カラスはなぜ東京が好きなのか(そこが繁殖に適しているから。)
- 作者: 松田道生
- 出版社/メーカー: 平凡社
- 発売日: 2006/10/19
- メディア: 単行本
- この商品を含むブログ (9件) を見る
カラスを追いかけて緻密な記録をされているという点では、以前読んだ『カラスの教科書』と同じです。→『カラスの教科書』の著者のお顔も拝見できる記事がつい最近、東洋経済オンラインにありました。
終章「カラスが教えてくれたこと」で、ヒトの(野生)動物との距離感について書かれていたところは考えさせられます。
p.294
カラスを観察することによって、名前がわかったら始まるバードウォッチングをしていることに気がついた。カラスのおかげで、あこがれの諸先輩の領域に少しでも近づいたことになる。これもカラスのおかげである。
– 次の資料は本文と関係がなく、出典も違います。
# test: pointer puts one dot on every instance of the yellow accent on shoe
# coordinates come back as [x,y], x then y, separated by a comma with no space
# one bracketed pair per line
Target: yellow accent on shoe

声を大にして言いたい。野鳥の名前がわかったというだけでバードウォッチングの楽しみがすべてだと思っているならば、実にもったいないことだ。名前がわかったところから始まるバードウォッチングを体験すれば、もっと世界が広がり深まることだろう。
pp.295-296
「タマちゃーん」とアザラシに手を振るように「オオルリって可愛い」というバードウオッチャーを増やしても自然保護には結びつきにくいこともわかった。このようなバードウォッチャーは「蚊に刺されるのは嫌だけど鳥を見たい」や「ヘビは嫌いだけでどワシやタカが大好き」という、自然のしくみを無視した発言を平気でしてしまう。そして、一般常識からかけ離れた感覚は、自然を破壊してまでも野鳥を追いかけたり、野鳥の習性や生活を無視して己の欲望のままに野鳥を追いかけて世のひんしゅくを買うことになる。
p.297
カラスとのつきあい方は、本書をここまでお読みいただいた方にはおわかりのように、「緊張感」と、いかに影響を与えないかということにつきる。
p.297
現代人の野生動物への接し方は、アザラシのタマちゃんに見られるように「タマちゃーん」と声をかけ手を振り、まるでアイドルのような接し方をすることと、ニホンザルやツキノワグマをカラスと同じように人を襲う恐怖の動物として、センセーショナルに取り上げることとに二極化している。現代人は、野生動物に対する接し方がとてもアンバランスなのだ。
p.297
野生動物とのつきあい方は、相手の生活に干渉しないという鉄則が必要である。そして、相手を横目で見る程度、適度な距離をとって動きを見ているくらいの緊張感が必要なのではないだろうか。野生動物に対する適度な緊張感の持ち方を我々は忘れてしまっているのだ。